Diese Politik billigt Unternehmen in der EU immer mehr Mobilität zu, aber Arbeitnehmerinnen und Arbeitnehmer werden in ihren Rechten geschwächt. Steuer- und Sozialdumping werden so auch nicht beendet. Deshalb werden wir als Linke – ebenso wie der Kollege, der gerade gesprochen hat – eine Rahmenrichtlinie für Mitbestimmung fordern, mit der die Rechte der Arbeitnehmerinnen und Arbeitnehmer in der EU gesichert werden.
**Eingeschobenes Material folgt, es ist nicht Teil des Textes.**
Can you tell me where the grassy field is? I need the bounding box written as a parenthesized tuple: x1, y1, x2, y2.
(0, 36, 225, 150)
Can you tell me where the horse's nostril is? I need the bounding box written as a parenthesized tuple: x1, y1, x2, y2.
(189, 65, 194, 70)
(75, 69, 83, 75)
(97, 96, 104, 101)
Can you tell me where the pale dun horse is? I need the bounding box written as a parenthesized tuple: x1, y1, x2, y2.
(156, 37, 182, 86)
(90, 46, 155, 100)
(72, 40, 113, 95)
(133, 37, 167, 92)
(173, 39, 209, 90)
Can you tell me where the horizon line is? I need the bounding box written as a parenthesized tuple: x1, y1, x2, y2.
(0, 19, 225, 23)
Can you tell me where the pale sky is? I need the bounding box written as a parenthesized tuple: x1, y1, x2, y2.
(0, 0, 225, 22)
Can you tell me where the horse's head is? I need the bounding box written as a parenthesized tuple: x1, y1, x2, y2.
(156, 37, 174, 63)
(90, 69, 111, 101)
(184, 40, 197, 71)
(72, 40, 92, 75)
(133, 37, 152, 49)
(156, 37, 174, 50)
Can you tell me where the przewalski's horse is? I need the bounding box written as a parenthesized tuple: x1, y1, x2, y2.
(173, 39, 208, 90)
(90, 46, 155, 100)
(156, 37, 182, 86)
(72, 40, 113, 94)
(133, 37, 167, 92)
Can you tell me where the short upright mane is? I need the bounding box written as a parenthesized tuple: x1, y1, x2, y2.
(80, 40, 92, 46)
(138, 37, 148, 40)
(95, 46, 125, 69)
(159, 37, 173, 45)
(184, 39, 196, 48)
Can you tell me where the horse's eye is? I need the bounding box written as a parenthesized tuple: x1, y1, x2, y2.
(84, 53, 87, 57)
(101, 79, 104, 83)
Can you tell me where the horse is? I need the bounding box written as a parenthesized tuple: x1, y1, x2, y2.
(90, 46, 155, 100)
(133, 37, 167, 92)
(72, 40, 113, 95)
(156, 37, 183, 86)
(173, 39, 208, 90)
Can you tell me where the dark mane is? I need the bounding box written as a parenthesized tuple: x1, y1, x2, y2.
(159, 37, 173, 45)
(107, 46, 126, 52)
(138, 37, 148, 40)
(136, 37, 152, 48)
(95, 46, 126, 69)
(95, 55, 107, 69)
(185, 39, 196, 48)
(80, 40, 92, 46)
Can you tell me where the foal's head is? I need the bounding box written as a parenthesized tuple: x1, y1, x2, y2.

Емил Радев (PPE). – Г-жо Председател, радвам се, че днес обсъждаме този законодателен акт от пакета за дружественото право в Европейския съюз. Поздравявам г-жа Регнер за доклада. Приветствам и Европейската комисия, която се вслуша в нашия призив и предложи хармонизирани правила относно трансграничните преобразувания и разделения.
Не трябва да забравяме, че основните цели на хармонизираните правила са да се позволи на предприятията, особено на малките предприятия, да се преобразуват, сливат или разделят през граница по организиран, ефикасен и ефективен начин. С приемането на тази директива ще улесним значително мобилността и ефикасността на европейския бизнес.
Вярвам, че процедурите за проверка на законосъобразността на трансграничните операции в рамките на всички засегнати национални правни уредби и задължителната процедура за борба със злоупотребите ще позволят на националните органи да блокират трансгранична операция, когато тя се извършва с цел злоупотреба или измама.
Постигнахме баланс между свободата на установяване на предприятията и защитата на законните интереси на акционерите, кредиторите и служителите в тези предприятия. Служителите трябва да бъдат подходящо информирани за очакваните последици от операцията, а правата на миноритарните акционери и на акционерите без право на глас ще бъдат по-добре защитени. В същото време кредиторите на съответното дружество ще разполагат с по-ясни и по-надеждни гаранции за своите вземания.